I think i’ve only once flat out told one it was wrong about a specific assertion I quoted and it immediately was able to find its way to what I knew to be the correct claim.
I just wonder what would happen if i was in fact mistaken and I told it confidently it was wrong without elaborating


The best sort of methodology I’ve found to coerce Claude or whatever (we are strongly encouraged to use it, because you know, tech these days) is (for a single agent) to define a process that includes proving its work and citing sources. For agentic flow, you basically just assign a contrarian role in particular domains to some of the agents - ideally all of this is also hooked into an MCP server that includes deterministic utilities to improve accuracy and solution arrival speed.

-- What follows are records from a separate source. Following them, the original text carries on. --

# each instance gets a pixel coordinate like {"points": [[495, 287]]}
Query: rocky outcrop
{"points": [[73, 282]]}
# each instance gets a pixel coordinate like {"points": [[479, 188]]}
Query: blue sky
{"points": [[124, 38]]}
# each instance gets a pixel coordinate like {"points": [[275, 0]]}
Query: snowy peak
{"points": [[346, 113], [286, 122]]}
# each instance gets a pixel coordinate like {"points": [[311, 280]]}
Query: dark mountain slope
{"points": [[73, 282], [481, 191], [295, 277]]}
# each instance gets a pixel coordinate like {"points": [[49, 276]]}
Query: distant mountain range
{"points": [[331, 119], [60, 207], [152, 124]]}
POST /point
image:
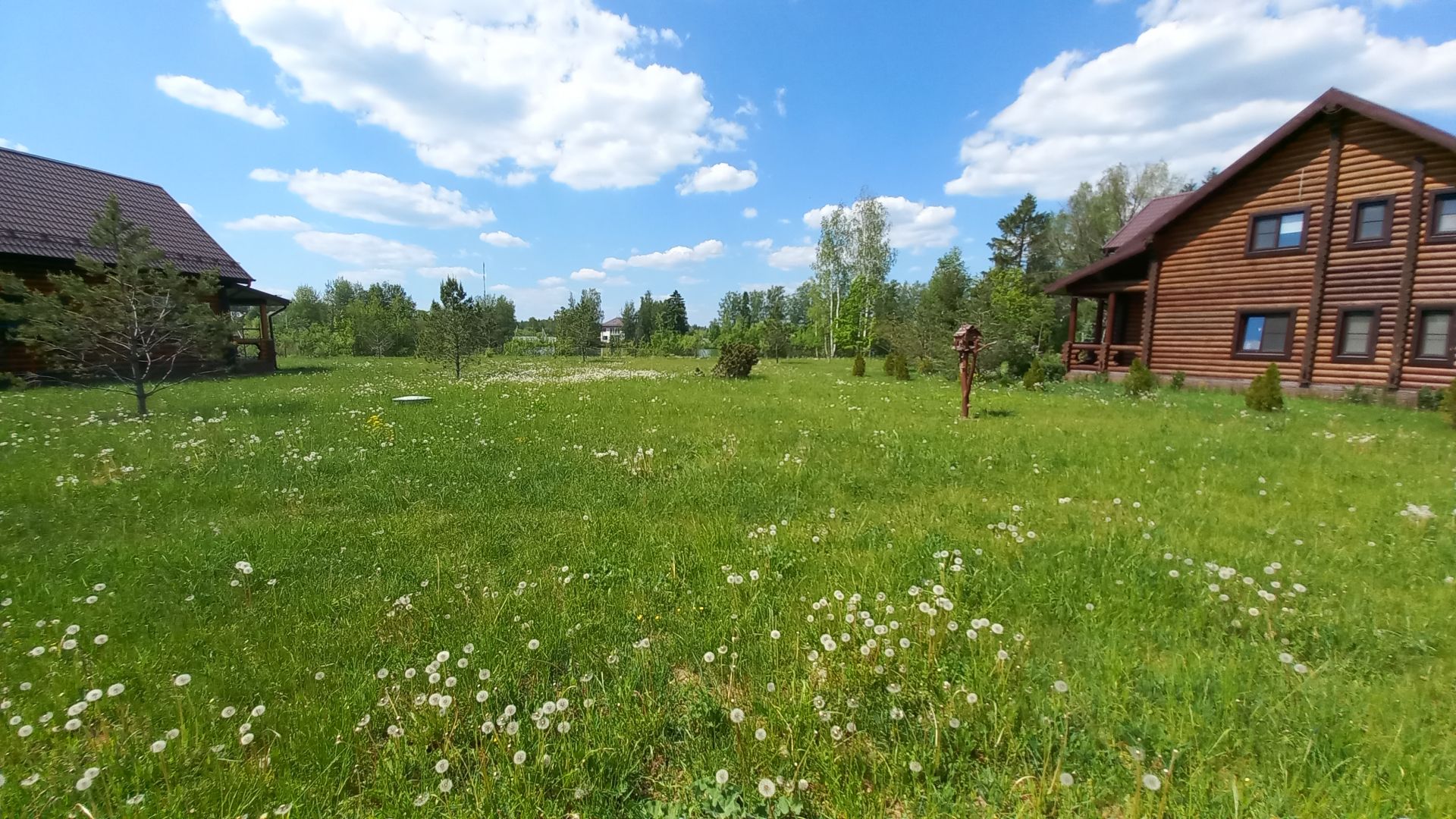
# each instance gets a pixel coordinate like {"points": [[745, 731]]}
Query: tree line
{"points": [[851, 306]]}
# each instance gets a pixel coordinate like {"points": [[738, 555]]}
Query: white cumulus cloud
{"points": [[265, 222], [497, 89], [197, 93], [912, 224], [503, 240], [1203, 83], [366, 249], [718, 178], [375, 197], [792, 257], [457, 273], [672, 257]]}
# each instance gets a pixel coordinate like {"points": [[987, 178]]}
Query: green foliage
{"points": [[579, 324], [453, 330], [1266, 394], [1141, 381], [736, 360], [727, 800], [1036, 376], [1360, 394], [131, 325], [1429, 400], [484, 497]]}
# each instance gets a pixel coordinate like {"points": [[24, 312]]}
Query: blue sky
{"points": [[384, 137]]}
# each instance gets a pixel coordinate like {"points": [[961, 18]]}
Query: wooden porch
{"points": [[1114, 338]]}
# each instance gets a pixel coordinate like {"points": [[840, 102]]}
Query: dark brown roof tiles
{"points": [[47, 209]]}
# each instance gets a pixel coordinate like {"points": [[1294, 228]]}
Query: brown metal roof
{"points": [[1142, 221], [1329, 102], [47, 209]]}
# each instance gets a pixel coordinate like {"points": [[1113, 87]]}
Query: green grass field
{"points": [[642, 582]]}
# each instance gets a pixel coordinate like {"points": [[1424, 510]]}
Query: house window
{"points": [[1433, 335], [1263, 335], [1356, 333], [1443, 216], [1370, 223], [1277, 232]]}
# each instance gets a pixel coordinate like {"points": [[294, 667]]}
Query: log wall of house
{"points": [[1207, 279]]}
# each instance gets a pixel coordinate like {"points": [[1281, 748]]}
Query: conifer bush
{"points": [[1036, 376], [736, 360], [1266, 394], [1141, 381]]}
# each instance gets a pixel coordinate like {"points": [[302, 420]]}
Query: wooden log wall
{"points": [[1206, 276]]}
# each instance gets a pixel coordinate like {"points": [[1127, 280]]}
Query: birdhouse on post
{"points": [[968, 346]]}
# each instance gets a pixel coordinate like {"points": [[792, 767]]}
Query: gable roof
{"points": [[1142, 221], [47, 209], [1329, 102]]}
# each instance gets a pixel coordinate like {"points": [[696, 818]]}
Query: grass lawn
{"points": [[552, 592]]}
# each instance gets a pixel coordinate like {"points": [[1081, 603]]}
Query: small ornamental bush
{"points": [[1036, 376], [1141, 381], [1429, 400], [902, 368], [1266, 394], [736, 360]]}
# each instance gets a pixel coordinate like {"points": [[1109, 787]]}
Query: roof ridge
{"points": [[53, 161]]}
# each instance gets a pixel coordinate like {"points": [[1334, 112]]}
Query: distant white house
{"points": [[613, 331]]}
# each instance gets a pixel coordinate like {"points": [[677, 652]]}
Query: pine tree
{"points": [[1266, 394], [453, 330], [131, 325]]}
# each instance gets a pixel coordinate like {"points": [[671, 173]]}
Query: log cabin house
{"points": [[47, 209], [1329, 248]]}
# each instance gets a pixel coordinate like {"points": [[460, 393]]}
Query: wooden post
{"points": [[1149, 305], [1413, 248], [1107, 330], [1072, 334], [1327, 231], [265, 347]]}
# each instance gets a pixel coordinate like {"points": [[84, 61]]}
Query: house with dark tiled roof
{"points": [[1329, 249], [47, 209], [613, 331]]}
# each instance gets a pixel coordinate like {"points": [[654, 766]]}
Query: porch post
{"points": [[265, 347], [1110, 321], [1072, 334]]}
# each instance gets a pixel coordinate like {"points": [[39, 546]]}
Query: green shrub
{"points": [[736, 360], [1141, 381], [902, 368], [1266, 394], [1036, 378], [1053, 369], [1429, 400]]}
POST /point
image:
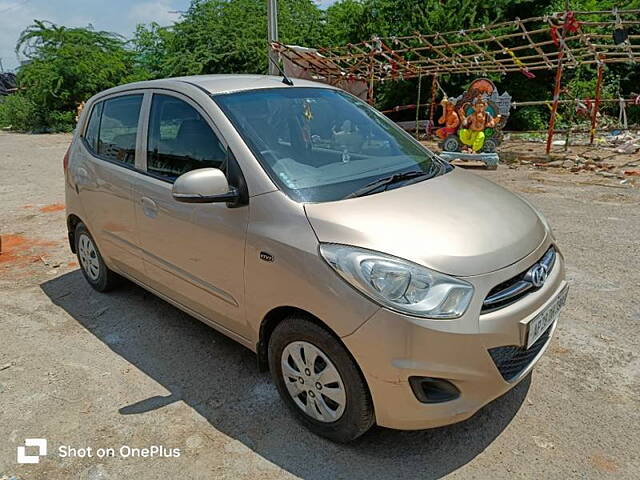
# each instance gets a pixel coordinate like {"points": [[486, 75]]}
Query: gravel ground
{"points": [[83, 369]]}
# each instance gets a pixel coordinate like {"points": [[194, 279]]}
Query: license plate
{"points": [[544, 319]]}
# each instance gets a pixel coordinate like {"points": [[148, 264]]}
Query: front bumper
{"points": [[391, 347]]}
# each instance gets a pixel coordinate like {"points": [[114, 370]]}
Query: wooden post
{"points": [[370, 89], [596, 105], [418, 106], [556, 89], [432, 110]]}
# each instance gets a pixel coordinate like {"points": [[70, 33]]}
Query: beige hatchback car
{"points": [[377, 283]]}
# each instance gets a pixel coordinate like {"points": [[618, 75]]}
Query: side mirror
{"points": [[204, 185]]}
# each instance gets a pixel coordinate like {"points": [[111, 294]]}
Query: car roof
{"points": [[218, 84]]}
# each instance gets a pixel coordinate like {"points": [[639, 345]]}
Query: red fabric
{"points": [[445, 132]]}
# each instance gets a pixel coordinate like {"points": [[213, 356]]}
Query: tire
{"points": [[93, 268], [340, 422]]}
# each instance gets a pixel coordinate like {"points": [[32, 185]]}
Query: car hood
{"points": [[458, 223]]}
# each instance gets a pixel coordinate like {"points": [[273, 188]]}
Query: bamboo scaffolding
{"points": [[545, 43]]}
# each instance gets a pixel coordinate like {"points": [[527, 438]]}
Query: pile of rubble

It’s basically just a shitty, brute-forced, massively over complicated Monte Carlo algorithm that’s wildly inefficient in terms of energy usage and infrastructural cost, that also happens to be turning our economy into a highly flammable house of cards.
Can you tell what my opinion of all this bullshit is, despite knowing how to do all of this crap reasonably well? 😛
I think that’s a good approach. Personally I find LLMs quite fascinating but they’re deeply flawed. They can barely be used in production environments, especially unsupervised. The workflows regarding LLMs are very esoteric with specific prompting techniques etc and while all LLMs have similar flaws each model and model version behaves differently. It’s super weird and unreliable. Like one big workaround that has so much investment that it keeps improving every month but still stays shitty at it’s base.